The final task is to remove the VSTO code and clean up the workbook so that it renders without warnings in Excel Services (a completed workbook is attached to this article). Here are the steps:
- In order to remove VSTO, follow the article “How to: Remove Managed Code Extensions from Documents” on MSDN at https://msdn.microsoft.com/en-us/library/bb772099.aspx.
- Open the workbook in Excel, then click on File and Options, and then on the Customize Ribbon tab, select the Developer checkbox to display the Developer ribbon. Click OK.
- Switch to the Developer tab, enable Design Mode, and then remove the buttons and UI elements in the header areas of the Topics, People, Tone, and Details worksheets to specify search terms. Disable Design Mode again and save your changes.
- On each worksheet, remove the remaining unsupported graphical elements, such as the divider line between header and content areas, and the artificial shadow elements around the upper left summary region.
- On the Topics worksheet, also delete the Tweet Type and Tone textboxes placed on top of the bottom PivotCharts. Select the left of these two charts, display the Layout ribbon, click on Chart Title, select Centered Overlay Title, and then type Tweet Type, and place the heading in the original position. Repeat this step for the Tone chart title.
- Display the Formulas tab, and click Name Manager. Remove all named elements with invalid references or references to external resources. Click Close.

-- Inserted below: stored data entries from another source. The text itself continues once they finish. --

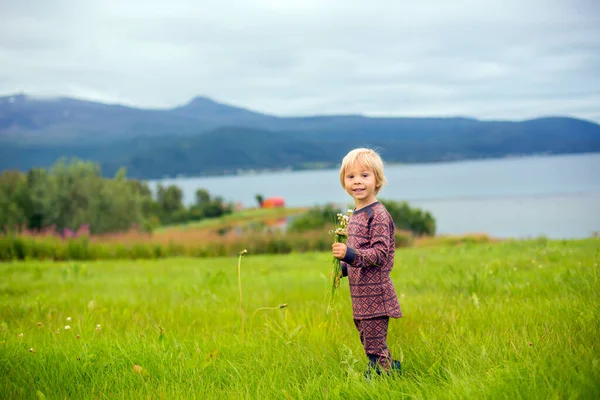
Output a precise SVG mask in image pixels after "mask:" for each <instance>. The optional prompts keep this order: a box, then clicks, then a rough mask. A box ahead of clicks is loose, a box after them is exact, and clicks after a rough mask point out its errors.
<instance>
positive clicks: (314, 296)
mask: <svg viewBox="0 0 600 400" xmlns="http://www.w3.org/2000/svg"><path fill="white" fill-rule="evenodd" d="M240 250H242V249H240ZM599 263H600V239H598V238H591V239H586V240H572V241H549V240H546V239H537V240H523V241H502V242H495V243H491V242H490V243H462V244H458V245H451V244H441V245H437V246H432V247H411V248H402V249H398V250H397V253H396V267H395V269H394V271H393V274H392V279H393V281H394V283H395V286H396V290H397V292H398V296H399V298H400V301H401V305H402V308H403V311H404V314H405V316H404V318H402V319H399V320H392V321H391V322H390V333H389V340H388V344H389V346H390V349H391V351H392V354H393V355H394V358H397V359H401V360H402V366H403V373H402V375H401V376H398V377H394V376H384V377H376V378H375V379H373V380H370V381H367V380H365V379H364V377H363V372H364V370H365V368H366V366H367V361H366V357H365V356H364V354H363V350H362V347H361V345H360V342H359V338H358V334H357V332H356V330H355V328H354V325H353V321H352V314H351V307H350V299H349V292H348V283H347V281H346V280H343V282H342V286H341V288H340V290H339V292H338V294H337V298H336V303H335V304H336V305H335V310H334V311H333V312H332V313H329V314H328V313H327V312H326V309H327V307H326V306H327V305H326V302H325V300H324V296H325V292H326V289H327V285H328V275H329V270H330V268H331V258H330V254H329V253H328V252H309V253H294V252H292V253H291V254H286V255H277V254H276V255H253V254H251V253H250V254H248V255H246V256H244V257H243V258H242V260H241V288H242V293H243V301H242V304H240V291H239V286H238V285H239V283H240V282H238V273H237V267H238V257H214V258H166V259H158V260H104V261H79V262H75V261H65V262H52V261H36V260H28V261H18V262H6V263H2V265H0V277H1V279H0V340H1V341H2V342H1V344H0V398H5V399H19V398H38V399H43V398H47V399H55V398H60V399H62V398H78V399H87V398H90V399H105V398H106V399H132V398H135V399H145V398H148V399H188V398H198V399H206V398H211V399H229V398H235V399H271V398H275V399H315V398H316V399H321V398H323V399H337V398H378V399H379V398H382V399H386V398H390V399H392V398H393V399H401V398H410V399H435V398H443V399H465V398H476V399H481V398H492V399H504V398H507V399H521V398H522V399H552V398H557V399H562V398H581V399H596V398H600V345H599V340H598V338H599V337H600V301H599V299H600V270H599ZM280 305H287V306H285V307H283V308H280ZM241 306H242V307H243V311H244V314H243V315H244V319H243V322H244V324H243V330H242V310H241V308H240V307H241Z"/></svg>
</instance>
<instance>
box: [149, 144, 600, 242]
mask: <svg viewBox="0 0 600 400" xmlns="http://www.w3.org/2000/svg"><path fill="white" fill-rule="evenodd" d="M599 175H600V153H593V154H581V155H563V156H532V157H522V158H504V159H494V160H477V161H460V162H451V163H435V164H411V165H389V166H387V167H386V176H387V179H388V186H386V187H384V188H383V189H382V191H381V192H380V194H379V198H382V199H390V200H407V201H409V202H410V203H411V205H413V206H418V207H422V208H424V209H426V210H428V211H430V212H431V213H432V214H433V216H434V217H435V218H436V221H437V225H438V233H440V234H463V233H474V232H480V233H487V234H489V235H492V236H495V237H519V238H520V237H534V236H540V235H545V236H548V237H550V238H581V237H588V236H591V235H593V234H594V233H595V232H600V178H599ZM160 182H162V183H163V184H176V185H177V186H179V187H181V188H182V190H183V191H184V201H185V202H186V203H188V204H191V203H192V202H193V201H194V197H195V191H196V189H198V188H205V189H207V190H208V191H209V192H210V194H211V195H212V196H222V197H223V198H224V199H225V200H227V201H231V202H236V203H242V204H243V205H244V206H246V207H255V206H256V199H255V195H256V194H261V195H263V196H264V197H265V198H267V197H270V196H281V197H284V198H285V200H286V205H287V206H290V207H296V206H311V205H323V204H326V203H331V202H333V203H338V204H342V205H345V204H351V202H352V199H351V198H350V197H349V196H348V195H347V194H346V193H345V192H344V191H343V189H342V187H341V185H340V182H339V174H338V171H337V170H319V171H299V172H276V173H268V174H260V175H245V176H227V177H208V178H180V179H168V180H162V181H160ZM150 184H151V186H155V185H156V181H153V182H150Z"/></svg>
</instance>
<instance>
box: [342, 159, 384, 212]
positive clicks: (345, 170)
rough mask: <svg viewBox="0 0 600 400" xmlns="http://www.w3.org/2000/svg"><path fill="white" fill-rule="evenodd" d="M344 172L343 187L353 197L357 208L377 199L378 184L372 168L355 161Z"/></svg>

- Delete any obsolete worksheets as they might contain elements that Excel Services cannot render. For example, right-click the Sample Code worksheet tab and click Delete. In the Microsoft Excel dialog asking you to confirm that you want to delete this worksheet, click Delete. However, leave the following worksheets in the workbook: Topics, Topic_Pivot, People, People_Pivot, Tone, Tone_Pivot, DimDate, and DimHour.
- Save the changes and upload the workbook to SharePoint. Open the workbook in the browser and verify that it provides full interactivity and renders without warnings, as shown in the following screenshot.

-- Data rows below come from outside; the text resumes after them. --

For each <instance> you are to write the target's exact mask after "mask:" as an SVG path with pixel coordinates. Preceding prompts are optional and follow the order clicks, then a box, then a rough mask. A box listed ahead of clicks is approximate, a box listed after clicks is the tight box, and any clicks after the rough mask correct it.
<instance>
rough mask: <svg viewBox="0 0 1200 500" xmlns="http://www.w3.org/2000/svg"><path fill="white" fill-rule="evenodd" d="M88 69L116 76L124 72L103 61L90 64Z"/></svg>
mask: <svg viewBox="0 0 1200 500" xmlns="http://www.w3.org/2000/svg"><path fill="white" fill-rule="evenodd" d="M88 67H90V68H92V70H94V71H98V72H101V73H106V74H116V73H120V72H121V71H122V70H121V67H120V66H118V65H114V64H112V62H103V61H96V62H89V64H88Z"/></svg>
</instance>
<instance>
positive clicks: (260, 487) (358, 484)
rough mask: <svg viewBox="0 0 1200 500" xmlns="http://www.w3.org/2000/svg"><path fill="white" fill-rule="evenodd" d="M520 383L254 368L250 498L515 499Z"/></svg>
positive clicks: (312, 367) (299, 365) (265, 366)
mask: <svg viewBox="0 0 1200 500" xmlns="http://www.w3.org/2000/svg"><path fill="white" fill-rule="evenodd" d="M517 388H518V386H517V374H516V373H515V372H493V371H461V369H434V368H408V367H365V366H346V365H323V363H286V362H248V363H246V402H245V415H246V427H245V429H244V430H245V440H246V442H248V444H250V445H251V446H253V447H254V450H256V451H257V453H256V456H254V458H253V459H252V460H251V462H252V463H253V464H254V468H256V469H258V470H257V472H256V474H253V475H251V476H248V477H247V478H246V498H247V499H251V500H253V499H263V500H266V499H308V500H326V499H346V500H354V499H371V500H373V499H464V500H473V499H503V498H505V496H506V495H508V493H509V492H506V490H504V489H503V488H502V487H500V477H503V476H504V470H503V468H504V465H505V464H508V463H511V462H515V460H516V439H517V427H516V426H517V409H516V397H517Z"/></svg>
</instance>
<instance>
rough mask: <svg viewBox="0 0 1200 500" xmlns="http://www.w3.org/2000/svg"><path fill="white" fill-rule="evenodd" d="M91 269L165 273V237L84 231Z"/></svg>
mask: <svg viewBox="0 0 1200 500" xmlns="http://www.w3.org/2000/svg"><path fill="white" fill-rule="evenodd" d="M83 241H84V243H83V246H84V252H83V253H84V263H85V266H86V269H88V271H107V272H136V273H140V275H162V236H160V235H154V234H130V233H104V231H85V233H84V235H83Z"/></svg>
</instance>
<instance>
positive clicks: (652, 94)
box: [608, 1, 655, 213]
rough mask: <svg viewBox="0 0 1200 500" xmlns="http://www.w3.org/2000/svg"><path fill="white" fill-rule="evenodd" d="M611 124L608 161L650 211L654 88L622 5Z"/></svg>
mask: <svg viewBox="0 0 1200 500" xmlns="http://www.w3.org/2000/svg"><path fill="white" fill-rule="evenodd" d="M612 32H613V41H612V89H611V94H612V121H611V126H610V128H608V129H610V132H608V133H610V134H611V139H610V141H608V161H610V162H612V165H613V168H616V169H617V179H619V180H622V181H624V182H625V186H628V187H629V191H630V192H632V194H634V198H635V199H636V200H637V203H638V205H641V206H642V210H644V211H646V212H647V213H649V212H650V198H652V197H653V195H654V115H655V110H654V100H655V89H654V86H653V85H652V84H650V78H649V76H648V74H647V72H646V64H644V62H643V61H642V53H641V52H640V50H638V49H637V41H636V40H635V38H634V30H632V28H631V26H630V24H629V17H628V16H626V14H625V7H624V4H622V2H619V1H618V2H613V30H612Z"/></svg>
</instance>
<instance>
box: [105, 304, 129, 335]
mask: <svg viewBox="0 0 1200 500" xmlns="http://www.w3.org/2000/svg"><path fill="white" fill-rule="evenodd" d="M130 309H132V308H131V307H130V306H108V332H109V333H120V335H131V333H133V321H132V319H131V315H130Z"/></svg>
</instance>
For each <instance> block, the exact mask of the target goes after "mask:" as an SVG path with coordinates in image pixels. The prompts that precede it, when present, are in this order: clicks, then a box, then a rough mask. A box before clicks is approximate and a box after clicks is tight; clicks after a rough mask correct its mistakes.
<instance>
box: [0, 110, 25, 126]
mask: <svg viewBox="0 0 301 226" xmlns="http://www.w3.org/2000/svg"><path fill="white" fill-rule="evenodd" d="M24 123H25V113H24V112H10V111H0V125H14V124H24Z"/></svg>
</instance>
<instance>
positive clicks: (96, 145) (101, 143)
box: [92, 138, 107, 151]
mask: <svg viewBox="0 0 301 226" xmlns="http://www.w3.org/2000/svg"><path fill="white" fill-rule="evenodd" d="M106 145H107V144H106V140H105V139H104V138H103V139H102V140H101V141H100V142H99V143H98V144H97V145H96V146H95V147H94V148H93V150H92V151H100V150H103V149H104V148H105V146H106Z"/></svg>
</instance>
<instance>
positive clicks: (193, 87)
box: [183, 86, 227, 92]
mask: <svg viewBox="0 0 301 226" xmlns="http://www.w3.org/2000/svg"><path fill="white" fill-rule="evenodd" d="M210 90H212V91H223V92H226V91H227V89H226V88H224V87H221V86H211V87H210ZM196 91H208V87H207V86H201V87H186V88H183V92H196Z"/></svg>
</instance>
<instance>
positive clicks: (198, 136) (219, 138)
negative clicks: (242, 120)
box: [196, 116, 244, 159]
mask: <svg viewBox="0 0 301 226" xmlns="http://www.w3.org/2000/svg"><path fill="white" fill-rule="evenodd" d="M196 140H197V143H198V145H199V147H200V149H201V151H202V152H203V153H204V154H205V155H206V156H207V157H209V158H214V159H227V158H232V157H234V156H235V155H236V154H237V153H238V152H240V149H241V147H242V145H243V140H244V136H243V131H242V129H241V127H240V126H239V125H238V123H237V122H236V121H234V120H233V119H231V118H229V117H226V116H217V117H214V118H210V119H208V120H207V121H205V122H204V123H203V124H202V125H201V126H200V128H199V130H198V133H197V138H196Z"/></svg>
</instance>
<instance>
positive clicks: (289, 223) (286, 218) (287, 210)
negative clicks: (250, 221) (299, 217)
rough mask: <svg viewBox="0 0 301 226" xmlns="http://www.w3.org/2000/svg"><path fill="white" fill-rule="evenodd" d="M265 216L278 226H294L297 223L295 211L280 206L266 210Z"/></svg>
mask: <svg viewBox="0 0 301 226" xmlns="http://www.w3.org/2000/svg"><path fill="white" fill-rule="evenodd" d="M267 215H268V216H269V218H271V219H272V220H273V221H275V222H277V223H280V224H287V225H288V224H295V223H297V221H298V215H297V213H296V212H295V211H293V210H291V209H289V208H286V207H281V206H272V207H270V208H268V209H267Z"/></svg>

Congratulations! This was a serious piece of work, but it was definitely worth it. The Twitter Analytics solution is now a full-blown PowerPivot team application, easily shared through SharePoint and accessible in the browser without the need for Excel 2010 and PowerPivot add-in on the client computer. You can also eliminate the data refresh burden. It was a somewhat complicated and challenging procedure for information workers to refresh the data in the original VSTO version, but now manual refresh is definitely deemphasized. Just configure Scheduled Data Refresh to do this job for you, as illustrated in the following screenshot.
In my test environment, I configured Scheduled Data Refresh to run daily at 4 AM. This was a good choice because my Timer Job tends to finish its import processing around three o’clock every morning according to the Execute Import Job – Finished entries in my TwitterImportStatus list. Refreshing the data during off-business hours after the Twitter Import job finishes ensures that the workbook contains the most recent data when the new workday starts.
And that’s it for now. As demonstrated, you do not necessarily have to use VSTO to build advanced PowerPivot workbooks on top of custom data sources. It can be a valid choice, but in many cases it is worthwhile to look for an alternative import method based on a supported data source. Non-VSTO workbooks are easier to share and can take full advantage of PowerPivot for SharePoint capabilities that are not available to their VSTO counterparts. Admittedly, converting an advanced VSTO workbook, such as the Analytics for Twitter solution, can be a time-consuming effort, especially if you are not the original workbook author, but it’s fortunately not a very common scenario. In any case, I hope you had fun reading this article and following the steps perhaps in your own test environment.